Tomato late blight attacks the tomato fruits and green parts of tomatoes.
Scientific name: Phytophthora infestans
Other name: Late blight
Greek name: Περονόσπορος της Ντομάτας
Symptoms of tomato late blight
Tomato late blight attacks the tomato fruits and green parts of tomatoes. The infestation starts on the lower leaves, where yellowish irregularly shaped spots (“oil spots”) appear. These areas then turn brown and dry out. In wet conditions, the white fluff (dehiscence) of the fungus can be seen on the lower surface of the leaves. On stems and shoots, the tissue necrosis take on an elongated shape.
Tomato fruits are initially affected in the area of the peduncle.
The infection may then spread to the entire fruit.
Pathogen – Growth conditions
Tomato late blight is caused by the fungus Phytophthora infestans. It requires moist and cool weather (17-20 degrees Celsius) for its growth. Under such favorable conditions the disease can spread very quickly, destroying the tomato plants.
To control tomato late blight a program of preventive measures is required, especially in areas with favorable conditions for their development (e.g. western Greece).

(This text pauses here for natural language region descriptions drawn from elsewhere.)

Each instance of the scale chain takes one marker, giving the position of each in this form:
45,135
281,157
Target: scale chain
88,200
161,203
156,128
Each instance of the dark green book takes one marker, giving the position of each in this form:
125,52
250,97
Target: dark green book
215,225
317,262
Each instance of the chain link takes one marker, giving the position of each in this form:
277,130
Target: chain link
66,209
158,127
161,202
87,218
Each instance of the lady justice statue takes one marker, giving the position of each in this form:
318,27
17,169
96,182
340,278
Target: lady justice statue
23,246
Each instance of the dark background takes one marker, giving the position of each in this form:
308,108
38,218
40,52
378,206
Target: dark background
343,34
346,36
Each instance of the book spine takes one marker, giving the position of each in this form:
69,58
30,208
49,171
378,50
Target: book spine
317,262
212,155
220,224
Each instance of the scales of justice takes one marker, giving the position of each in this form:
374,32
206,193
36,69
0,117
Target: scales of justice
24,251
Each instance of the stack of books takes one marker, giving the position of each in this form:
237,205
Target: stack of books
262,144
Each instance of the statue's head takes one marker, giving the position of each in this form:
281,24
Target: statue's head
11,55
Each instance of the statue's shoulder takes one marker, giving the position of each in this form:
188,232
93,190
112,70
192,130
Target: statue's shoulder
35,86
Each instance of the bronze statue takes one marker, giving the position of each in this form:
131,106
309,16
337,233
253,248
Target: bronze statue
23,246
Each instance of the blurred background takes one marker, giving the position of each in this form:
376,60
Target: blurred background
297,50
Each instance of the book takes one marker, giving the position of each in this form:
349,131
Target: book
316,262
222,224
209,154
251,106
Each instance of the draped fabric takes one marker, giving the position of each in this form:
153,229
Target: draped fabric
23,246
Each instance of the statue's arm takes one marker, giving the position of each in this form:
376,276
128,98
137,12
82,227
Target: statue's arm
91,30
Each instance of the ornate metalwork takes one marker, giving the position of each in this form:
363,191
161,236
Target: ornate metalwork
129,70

Protection of young vegetation is important to prevent the disease from establishing in the field. Good spraying and protection of young growing vegetation is also of particular importance, especially when contact sprays are used.
It is recommended to follow the instructions in the Agricultural Warnings as to expected infestation, weather conditions and timing of intervention. In critical periods for the spread of the disease (e.g. in rainy weather conditions with temperatures of 20-25 degrees Celsius) it is recommended to give preference to mixtures with intersystemic products.